Its premises are cognitive. For example, the belief: “I failed that exam.” (The premises might also contain emotional or behavioral components, but they don’t need to.)
Its conclusion, however, will be both cognitive and emotional. For example, the conclusion may include (a) the belief “I am a failure,” (b) a strong negative “rating” of oneself, and (c) the psycho-physical affect of anger.
(Other posts will explore emotions and emotional reasoning in more detail.)
Behavioral reasoning might be defined analogously as “reasoning that can originate or sustain a behavior.” It has also, perhaps more informatively, been defined as reasoning “that prescribes behavior and is linked to action.” 

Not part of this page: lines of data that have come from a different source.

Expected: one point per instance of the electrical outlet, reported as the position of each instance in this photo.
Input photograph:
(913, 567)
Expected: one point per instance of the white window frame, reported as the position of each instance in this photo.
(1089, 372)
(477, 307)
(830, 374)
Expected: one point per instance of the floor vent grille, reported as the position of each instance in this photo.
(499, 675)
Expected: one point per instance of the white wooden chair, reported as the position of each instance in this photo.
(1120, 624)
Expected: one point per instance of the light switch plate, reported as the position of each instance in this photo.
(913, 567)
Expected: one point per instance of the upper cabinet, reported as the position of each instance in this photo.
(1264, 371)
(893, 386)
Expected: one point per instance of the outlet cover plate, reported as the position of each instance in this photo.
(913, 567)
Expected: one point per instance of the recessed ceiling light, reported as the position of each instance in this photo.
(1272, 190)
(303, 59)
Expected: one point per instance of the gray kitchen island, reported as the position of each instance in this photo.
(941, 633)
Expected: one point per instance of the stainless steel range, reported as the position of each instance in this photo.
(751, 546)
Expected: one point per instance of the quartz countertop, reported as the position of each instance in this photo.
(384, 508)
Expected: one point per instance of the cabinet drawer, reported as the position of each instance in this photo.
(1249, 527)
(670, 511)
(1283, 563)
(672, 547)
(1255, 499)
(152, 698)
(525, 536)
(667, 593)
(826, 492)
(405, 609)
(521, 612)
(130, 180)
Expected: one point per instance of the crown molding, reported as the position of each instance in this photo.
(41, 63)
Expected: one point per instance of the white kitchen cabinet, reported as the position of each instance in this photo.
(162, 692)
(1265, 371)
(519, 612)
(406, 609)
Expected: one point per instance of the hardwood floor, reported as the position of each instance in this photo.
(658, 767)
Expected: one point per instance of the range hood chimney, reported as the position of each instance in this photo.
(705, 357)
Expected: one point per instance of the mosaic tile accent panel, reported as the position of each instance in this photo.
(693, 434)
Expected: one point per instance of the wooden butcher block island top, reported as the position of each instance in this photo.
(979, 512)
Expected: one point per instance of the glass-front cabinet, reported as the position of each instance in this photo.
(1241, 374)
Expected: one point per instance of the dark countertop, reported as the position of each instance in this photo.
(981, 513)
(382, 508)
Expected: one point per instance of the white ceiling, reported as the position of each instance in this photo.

As with emotional reasoning, behavioral reasoning’s premises are cognitive. (Again like emotional reasoning, the premises might also contain emotional or behavioral components, but they don’t need to.) For example, the belief that “I am going to fail this exam.”
The conclusion is both cognitive and behavioral, containing (a) a belief that prescribes some course of action, and (b) an impulse or motivation toward taking that action. For example, the behavioral prescription “I shouldn’t both to study,” along with an impulse or motivation not to study.
This doesn’t necessarily mean the prescribed action will in fact be taken.
This doesn’t necessarily mean the prescribed action will in fact be taken. Other behavioral prescriptions and impulses/motivations may override it. The same student might also believe that if she doesn’t study, she will forever worry that maybe she would have passed the exam after all, and this may lead her to study despite the prescription and impulse not to.
(Other posts will explore behavioral reasoning in more detail.)
Simple examples compared:
“I failed that exam.” So, “I am a failure” + [negative rating of oneself] + [mental-physical experience of anger]
“I am going to fail this exam.” So, “I shouldn’t both to study for it” + [impulse/motivation not to study]
“Socrates is a man.” So, “Socrates is mortal.” (I know, this is a silly example. But it’s a silly classic.)
By the way . . .
All the examples in this post have “hidden” or “suppressed” premises. I’ll discuss that important topic in other posts.
 Elliot Cohen, Logic-Based Therapy and Everyday Emotions, p. 4.
 Elliot Cohen, Logic-Based Therapy and Everyday Emotions, p. 83.